Patients (outpatients) were eligible to participate in the study if they met the following inclusion criteria: 1) presenting with an episode of MDD within the normal course of care, with MDD diagnosed according to the International Statistical Classification of Diseases 10th revision (ICD-10)30 or Diagnostic and Statistical Manual of Mental Disorders-4th edition text revision (DSM-IV-TR)31 criteria; 2) at least moderately depressed, defined by the Clinical Global Impression-Severity (CGI-S) (with a score of ≥4);32 3) initiating or switching to any available SSRI or SNRI antidepressant, in accordance with a treating psychiatrist’s discretion; 4) at least 18 years of age; 5) sexually active (with partner or autoerotic activity, including during the 2 weeks prior to study entry) without sexual dysfunction, as defined by Arizona Sexual Experience Scale;33 6) not participating in another currently ongoing study; and 7) providing consent to release data. The study excluded patients who had: 1) a history of treatment-resistant depression; 2) a past or current diagnosis of schizophrenia, schizophreniform, or schizoaffective disorder, bipolar disorder, dysthymia, mental retardation, or dementia; or 3) received any antidepressant within 1 week (1 month for fluoxetine) prior to study entry, with the exception of patients receiving an ineffective treatment for whom the immediate switch to an SSRI or SNRI antidepressant was considered to be the best treatment option.

Ethical approval

This study followed the ethical standards of responsible local committees and the regulations of the participating countries. Ethical Review Board (ERB) approval was obtained as required for observational studies wherever required by local law. The review boards included can be found in the Supplementary material.

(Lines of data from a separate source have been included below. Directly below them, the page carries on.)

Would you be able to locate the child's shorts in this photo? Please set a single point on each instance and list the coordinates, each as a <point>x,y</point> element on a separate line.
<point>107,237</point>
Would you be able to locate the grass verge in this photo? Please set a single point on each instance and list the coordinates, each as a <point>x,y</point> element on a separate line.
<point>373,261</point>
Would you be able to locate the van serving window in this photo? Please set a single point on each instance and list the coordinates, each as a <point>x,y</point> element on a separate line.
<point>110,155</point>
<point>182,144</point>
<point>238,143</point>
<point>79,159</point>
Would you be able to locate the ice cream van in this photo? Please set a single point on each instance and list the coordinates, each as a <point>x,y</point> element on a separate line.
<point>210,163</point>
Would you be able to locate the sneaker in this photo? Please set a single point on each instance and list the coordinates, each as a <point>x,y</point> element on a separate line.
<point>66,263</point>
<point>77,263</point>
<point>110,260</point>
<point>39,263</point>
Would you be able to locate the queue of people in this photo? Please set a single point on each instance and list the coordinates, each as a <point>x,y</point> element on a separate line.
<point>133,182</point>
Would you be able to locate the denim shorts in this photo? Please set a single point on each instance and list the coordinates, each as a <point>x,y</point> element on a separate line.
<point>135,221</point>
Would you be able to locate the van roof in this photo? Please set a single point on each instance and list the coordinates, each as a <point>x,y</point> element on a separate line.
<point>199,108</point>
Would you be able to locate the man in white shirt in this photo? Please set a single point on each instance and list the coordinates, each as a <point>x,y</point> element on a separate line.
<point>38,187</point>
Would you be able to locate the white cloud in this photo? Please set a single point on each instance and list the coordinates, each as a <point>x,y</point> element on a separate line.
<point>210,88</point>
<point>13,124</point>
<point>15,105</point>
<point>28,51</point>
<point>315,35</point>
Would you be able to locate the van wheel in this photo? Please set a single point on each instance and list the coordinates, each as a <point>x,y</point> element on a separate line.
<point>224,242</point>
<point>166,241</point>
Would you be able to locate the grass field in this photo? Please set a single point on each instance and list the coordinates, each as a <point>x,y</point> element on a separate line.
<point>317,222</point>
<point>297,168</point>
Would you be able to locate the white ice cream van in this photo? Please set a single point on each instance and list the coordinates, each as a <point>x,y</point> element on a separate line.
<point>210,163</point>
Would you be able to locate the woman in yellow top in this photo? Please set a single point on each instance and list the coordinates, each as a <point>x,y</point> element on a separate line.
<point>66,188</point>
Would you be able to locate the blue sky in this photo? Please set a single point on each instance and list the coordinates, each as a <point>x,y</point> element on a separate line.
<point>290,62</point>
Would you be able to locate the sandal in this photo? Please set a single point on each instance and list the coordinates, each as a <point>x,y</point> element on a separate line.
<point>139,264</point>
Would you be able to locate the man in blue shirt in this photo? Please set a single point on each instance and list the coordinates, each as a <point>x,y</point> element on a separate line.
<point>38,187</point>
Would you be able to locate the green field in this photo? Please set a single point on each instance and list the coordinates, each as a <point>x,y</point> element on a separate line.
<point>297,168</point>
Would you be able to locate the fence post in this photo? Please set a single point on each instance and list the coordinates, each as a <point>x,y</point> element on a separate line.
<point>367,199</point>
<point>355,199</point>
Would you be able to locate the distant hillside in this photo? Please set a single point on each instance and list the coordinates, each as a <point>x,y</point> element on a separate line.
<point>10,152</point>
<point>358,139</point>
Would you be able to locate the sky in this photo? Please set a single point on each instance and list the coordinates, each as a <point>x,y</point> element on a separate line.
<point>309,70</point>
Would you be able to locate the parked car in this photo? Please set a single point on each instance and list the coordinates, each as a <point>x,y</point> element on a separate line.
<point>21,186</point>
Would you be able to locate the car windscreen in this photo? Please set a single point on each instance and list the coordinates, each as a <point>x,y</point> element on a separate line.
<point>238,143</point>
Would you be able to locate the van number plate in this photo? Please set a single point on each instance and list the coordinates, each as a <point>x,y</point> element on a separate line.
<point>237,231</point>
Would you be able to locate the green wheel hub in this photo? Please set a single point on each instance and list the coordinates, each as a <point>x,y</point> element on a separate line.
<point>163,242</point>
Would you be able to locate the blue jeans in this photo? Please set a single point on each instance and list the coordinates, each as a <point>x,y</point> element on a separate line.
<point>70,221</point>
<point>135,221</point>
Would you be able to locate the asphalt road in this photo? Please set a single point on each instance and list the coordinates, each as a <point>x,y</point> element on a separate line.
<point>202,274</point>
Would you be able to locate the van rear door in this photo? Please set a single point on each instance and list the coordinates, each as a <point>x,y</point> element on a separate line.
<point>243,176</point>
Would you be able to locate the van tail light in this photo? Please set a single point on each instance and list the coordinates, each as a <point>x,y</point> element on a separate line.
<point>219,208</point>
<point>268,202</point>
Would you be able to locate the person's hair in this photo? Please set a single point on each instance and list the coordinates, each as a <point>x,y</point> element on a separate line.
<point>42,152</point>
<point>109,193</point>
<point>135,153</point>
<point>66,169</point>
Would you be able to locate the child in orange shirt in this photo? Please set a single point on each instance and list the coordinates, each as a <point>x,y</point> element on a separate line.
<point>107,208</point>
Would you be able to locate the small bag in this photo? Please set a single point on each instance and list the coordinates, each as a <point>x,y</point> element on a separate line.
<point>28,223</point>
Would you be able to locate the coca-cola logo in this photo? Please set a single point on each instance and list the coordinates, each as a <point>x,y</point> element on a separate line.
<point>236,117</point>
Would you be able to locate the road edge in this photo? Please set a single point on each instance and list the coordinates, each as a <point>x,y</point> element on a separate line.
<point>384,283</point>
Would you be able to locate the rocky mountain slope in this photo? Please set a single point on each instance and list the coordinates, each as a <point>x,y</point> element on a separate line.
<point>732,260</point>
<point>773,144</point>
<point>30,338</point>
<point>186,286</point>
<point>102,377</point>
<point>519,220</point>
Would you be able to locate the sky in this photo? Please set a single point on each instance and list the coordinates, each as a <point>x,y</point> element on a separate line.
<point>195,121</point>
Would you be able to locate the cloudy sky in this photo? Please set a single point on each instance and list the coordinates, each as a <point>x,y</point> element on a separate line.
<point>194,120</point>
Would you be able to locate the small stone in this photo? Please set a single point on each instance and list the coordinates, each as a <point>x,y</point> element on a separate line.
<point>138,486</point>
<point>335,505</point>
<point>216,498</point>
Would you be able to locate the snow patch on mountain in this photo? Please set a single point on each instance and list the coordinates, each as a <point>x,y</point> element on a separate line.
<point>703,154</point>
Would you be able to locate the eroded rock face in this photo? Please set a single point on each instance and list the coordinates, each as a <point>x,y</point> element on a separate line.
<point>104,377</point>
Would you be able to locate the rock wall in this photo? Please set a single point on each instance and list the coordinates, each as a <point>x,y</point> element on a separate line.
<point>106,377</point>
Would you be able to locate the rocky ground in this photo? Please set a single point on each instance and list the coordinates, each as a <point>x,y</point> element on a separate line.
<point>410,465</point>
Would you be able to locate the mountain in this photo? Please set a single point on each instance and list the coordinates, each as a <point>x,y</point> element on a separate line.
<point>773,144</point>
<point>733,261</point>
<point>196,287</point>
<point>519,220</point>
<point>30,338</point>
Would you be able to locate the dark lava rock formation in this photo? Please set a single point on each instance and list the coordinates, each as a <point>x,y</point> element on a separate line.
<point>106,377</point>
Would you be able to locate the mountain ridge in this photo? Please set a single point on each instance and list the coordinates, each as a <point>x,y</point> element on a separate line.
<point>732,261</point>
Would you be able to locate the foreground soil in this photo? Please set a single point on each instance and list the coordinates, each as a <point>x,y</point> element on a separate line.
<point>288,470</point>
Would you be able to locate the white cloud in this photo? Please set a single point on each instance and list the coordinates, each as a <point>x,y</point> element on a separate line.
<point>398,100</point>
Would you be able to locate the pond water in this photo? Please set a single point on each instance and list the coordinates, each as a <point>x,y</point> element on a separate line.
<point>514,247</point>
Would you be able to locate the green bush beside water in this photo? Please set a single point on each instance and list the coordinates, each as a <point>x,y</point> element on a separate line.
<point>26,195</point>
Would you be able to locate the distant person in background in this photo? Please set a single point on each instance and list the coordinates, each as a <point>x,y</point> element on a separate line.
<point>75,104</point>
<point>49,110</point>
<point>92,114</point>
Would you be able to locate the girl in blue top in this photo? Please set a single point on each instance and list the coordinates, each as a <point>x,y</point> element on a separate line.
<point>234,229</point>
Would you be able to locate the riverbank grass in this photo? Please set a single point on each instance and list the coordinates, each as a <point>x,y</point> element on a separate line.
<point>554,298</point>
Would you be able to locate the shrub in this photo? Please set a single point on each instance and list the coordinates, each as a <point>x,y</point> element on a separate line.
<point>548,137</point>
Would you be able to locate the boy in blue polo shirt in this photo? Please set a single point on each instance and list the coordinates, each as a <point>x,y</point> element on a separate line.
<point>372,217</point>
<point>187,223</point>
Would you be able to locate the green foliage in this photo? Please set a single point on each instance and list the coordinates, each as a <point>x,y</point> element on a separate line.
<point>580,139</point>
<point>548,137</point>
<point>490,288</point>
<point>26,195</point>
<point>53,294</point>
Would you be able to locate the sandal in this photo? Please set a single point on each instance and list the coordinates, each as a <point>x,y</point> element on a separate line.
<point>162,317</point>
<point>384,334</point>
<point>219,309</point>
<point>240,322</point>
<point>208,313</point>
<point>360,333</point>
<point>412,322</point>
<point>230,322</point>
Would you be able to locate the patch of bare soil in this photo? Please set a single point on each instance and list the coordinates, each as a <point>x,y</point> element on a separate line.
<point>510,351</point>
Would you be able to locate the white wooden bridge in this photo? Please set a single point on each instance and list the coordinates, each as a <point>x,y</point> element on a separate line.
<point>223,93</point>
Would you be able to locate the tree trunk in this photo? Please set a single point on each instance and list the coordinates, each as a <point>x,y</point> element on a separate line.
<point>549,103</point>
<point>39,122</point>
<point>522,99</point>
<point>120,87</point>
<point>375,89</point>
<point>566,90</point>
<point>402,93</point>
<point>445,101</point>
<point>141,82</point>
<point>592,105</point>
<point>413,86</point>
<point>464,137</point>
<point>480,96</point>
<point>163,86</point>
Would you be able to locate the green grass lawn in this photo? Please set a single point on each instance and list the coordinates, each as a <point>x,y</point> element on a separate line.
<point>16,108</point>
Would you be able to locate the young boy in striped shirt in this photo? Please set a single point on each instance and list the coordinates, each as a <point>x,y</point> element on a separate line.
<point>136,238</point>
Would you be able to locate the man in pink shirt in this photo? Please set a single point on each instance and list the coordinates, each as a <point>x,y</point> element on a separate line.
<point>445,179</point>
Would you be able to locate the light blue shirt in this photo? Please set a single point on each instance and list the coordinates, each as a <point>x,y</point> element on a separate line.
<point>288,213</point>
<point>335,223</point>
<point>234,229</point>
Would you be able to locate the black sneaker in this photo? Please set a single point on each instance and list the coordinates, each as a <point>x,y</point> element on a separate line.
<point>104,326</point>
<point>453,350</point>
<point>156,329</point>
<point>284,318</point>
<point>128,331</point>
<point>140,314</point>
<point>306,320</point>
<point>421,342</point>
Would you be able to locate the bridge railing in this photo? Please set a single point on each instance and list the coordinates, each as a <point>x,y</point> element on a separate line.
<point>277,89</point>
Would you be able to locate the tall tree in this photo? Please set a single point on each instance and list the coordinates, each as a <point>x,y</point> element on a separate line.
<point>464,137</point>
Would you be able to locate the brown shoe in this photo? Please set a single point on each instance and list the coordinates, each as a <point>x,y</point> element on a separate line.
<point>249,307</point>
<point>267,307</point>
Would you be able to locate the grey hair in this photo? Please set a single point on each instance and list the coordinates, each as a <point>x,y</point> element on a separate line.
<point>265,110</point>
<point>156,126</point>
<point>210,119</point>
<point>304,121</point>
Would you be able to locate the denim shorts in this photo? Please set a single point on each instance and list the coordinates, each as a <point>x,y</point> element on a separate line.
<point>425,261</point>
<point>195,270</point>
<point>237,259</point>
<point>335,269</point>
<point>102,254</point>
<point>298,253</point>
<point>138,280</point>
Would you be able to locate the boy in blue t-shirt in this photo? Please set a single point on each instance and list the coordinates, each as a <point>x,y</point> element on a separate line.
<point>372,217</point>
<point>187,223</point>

All patients also provided written informed consent for the provision and collection of the data. Further details of the study design have been published elsewhere.3436

Study therapy

Patients were prescribed any commercially available SSRI or SNRI in accordance with each country’s approved labels and at the discretion of the participating psychiatrist. Patients were not required to continue taking the medication initiated at baseline. Changes in medication and dosing were possible at any time as determined by the treating psychiatrist.

The present analysis included only those patients who initiated either duloxetine with a daily dose of ≤60 mg (duloxetine cohort) or an SSRI (SSRI cohort) at approved therapeutic dosages, both as monotherapy at baseline.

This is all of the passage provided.